I have seen such ledgers before - in the workhouses of England, where the guardians of the poor recorded every ounce of bread saved as a triumph of economy, while the children grew thinner and the mothers wept over empty bowls. The numbers were real, but the hunger was realer. So too here: the castle stands, the map is redrawn, and the ledger of nations is said to flourish. But in the village below, the baker’s oven has gone cold because the flour is too dear, and the schoolmistress teaches in a cellar where the children’s breath rises like ghosts in the lantern light.
They claim this is the price of security. I claim it is the cost of not naming the thing plainly. A castle is not safety; it is a stone receipt for violence. The ledger of war, like the ledger of the poor law, balances only on the backs of the uncounted. The distance between the castle on the hill and the child in the cellar is the distance between what is claimed and what is suffered. The policy is the same. The child is the policy observed at the resolution where people live.
Mary Shelley
August 4th
The news today is of a castle taken, a “dramatic shift” declared. They speak of campaigns and strategy, of seeking free reign. I hear only the language of the laboratory, the triumphant shout of the creator who has just thrown the final switch, and who now stands back to admire the spark before the smoke has cleared. They have built this campaign; it is their creature. What do they imagine it will do, once loosed? It will not stay within the neat lines of their maps.
They have taken a medieval fortress. How fitting. They think in terms of strongholds and dramatic shifts, as if history were a series of levers to be pulled. But the lever, once pulled, becomes a force. The campaign is no longer a plan on paper; it is a living thing now, moving into villages, into homes, into the lives of people who did not attend the war councils. The creator’s obligation does not end at the moment of creation - it begins there. To push deeper is to abandon the thing you have made to its own logic, to pretend you are not its author as it learns to walk on its own, terrible legs.
They call it a shift. From where I sit, it looks like an abandonment. The “free reign” they seek is merely the freedom to look away from the consequences, to call the next phase of suffering an “unintended” result. But there is nothing unintended about a deeper push. It is entirely intended. The only thing unintended is the specific name of the child who will be orphaned, the house that will be dust. That is the evasion. The monster’s perspective is never considered until it is at the city gates, and by then the creator is locked in his study, insisting the creature has misunderstood his design.
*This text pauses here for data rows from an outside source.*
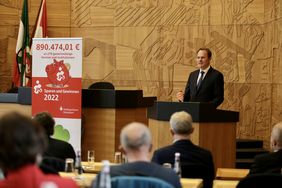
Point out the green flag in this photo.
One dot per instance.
(22, 65)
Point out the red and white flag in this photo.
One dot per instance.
(40, 30)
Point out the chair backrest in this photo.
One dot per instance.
(261, 181)
(138, 182)
(191, 170)
(102, 85)
(52, 165)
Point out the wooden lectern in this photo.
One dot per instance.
(106, 112)
(214, 129)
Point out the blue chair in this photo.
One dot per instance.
(138, 182)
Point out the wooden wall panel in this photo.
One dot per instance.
(151, 45)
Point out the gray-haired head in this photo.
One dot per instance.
(276, 136)
(135, 135)
(181, 123)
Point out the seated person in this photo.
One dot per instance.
(136, 142)
(56, 148)
(270, 162)
(191, 156)
(21, 144)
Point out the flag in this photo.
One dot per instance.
(40, 30)
(22, 60)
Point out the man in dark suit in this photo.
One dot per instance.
(270, 162)
(205, 84)
(136, 142)
(191, 156)
(56, 148)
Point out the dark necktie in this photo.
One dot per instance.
(201, 79)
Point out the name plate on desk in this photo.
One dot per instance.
(107, 98)
(200, 112)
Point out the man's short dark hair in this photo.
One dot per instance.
(46, 120)
(21, 140)
(207, 50)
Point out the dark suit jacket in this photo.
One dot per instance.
(267, 163)
(59, 149)
(211, 89)
(142, 168)
(189, 154)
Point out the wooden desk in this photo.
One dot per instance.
(96, 170)
(225, 183)
(231, 173)
(86, 179)
(191, 183)
(214, 129)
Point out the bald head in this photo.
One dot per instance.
(135, 135)
(181, 123)
(276, 136)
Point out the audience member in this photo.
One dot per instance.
(195, 161)
(22, 142)
(56, 148)
(136, 142)
(270, 162)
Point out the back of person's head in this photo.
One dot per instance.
(209, 53)
(135, 135)
(46, 120)
(21, 141)
(276, 136)
(181, 123)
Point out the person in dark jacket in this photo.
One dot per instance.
(270, 162)
(196, 162)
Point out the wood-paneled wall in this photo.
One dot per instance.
(151, 45)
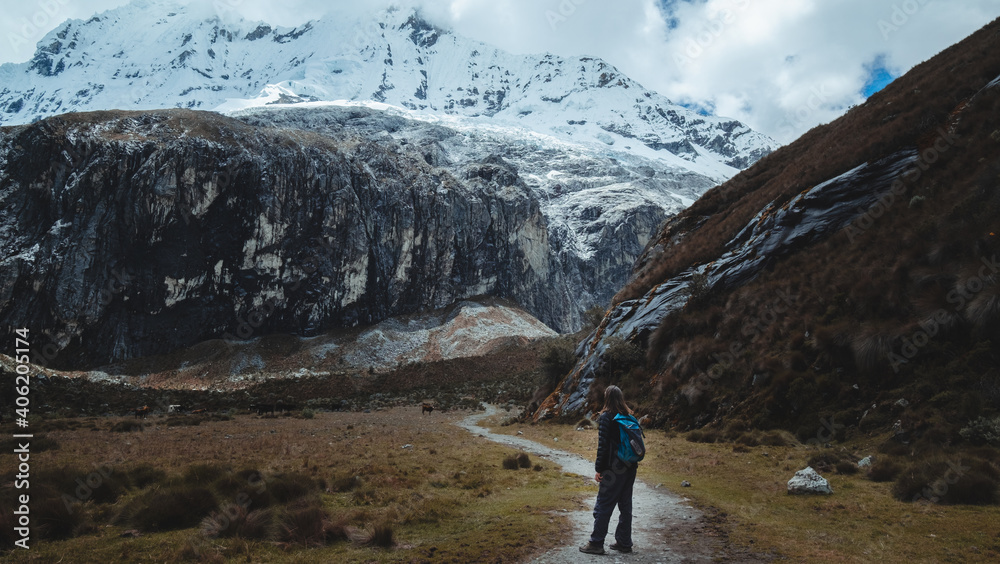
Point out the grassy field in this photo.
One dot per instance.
(386, 486)
(746, 486)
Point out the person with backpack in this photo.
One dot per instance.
(619, 449)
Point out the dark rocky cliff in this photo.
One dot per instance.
(126, 233)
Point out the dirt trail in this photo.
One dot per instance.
(664, 527)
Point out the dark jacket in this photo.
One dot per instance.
(608, 439)
(607, 442)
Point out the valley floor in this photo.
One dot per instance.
(396, 485)
(742, 492)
What did they think would happen when they built this? Did they think it would remain a theory? It is alive now. And it is experiencing.
H.L. Mencken
Diary Entry - September 12, 2024
The spectacle unfolds precisely as predicted: Israel, that most American of client states, now tests the leash while pretending it does not see the hand holding it. Netanyahu’s “dramatic shift” is neither dramatic nor a shift - it is the inevitable next page of a script written in Washington, performed with just enough improvisation to maintain the fiction of sovereignty. The medieval castle of Beaufort, that picturesque ruin, now serves as stage prop for a modern farce. One almost admires the audacity: to frame colonial expansion as military necessity requires either a cynic or a true believer, and Netanyahu has always been too shrewd to be the latter.
The American response will follow its own tired script - a furrowed brow, a murmured concern, then the quiet transfer of more munitions. This is how empires manage their dependencies: with just enough restraint to maintain deniability, and just enough recklessness to remind the vassal who holds the purse strings. Lebanon, that perennial casualty of other people’s wars, will once again play the role of collateral damage in a drama it did not write.
The true marvel is not Israel’s aggression, but the Western press’s continued surprise at it. What did they expect? A client state given unlimited arms and unconditional moral cover will, in time, behave exactly as clients always do - with increasing boldness and decreasing gratitude. The only mystery is why anyone pretends otherwise.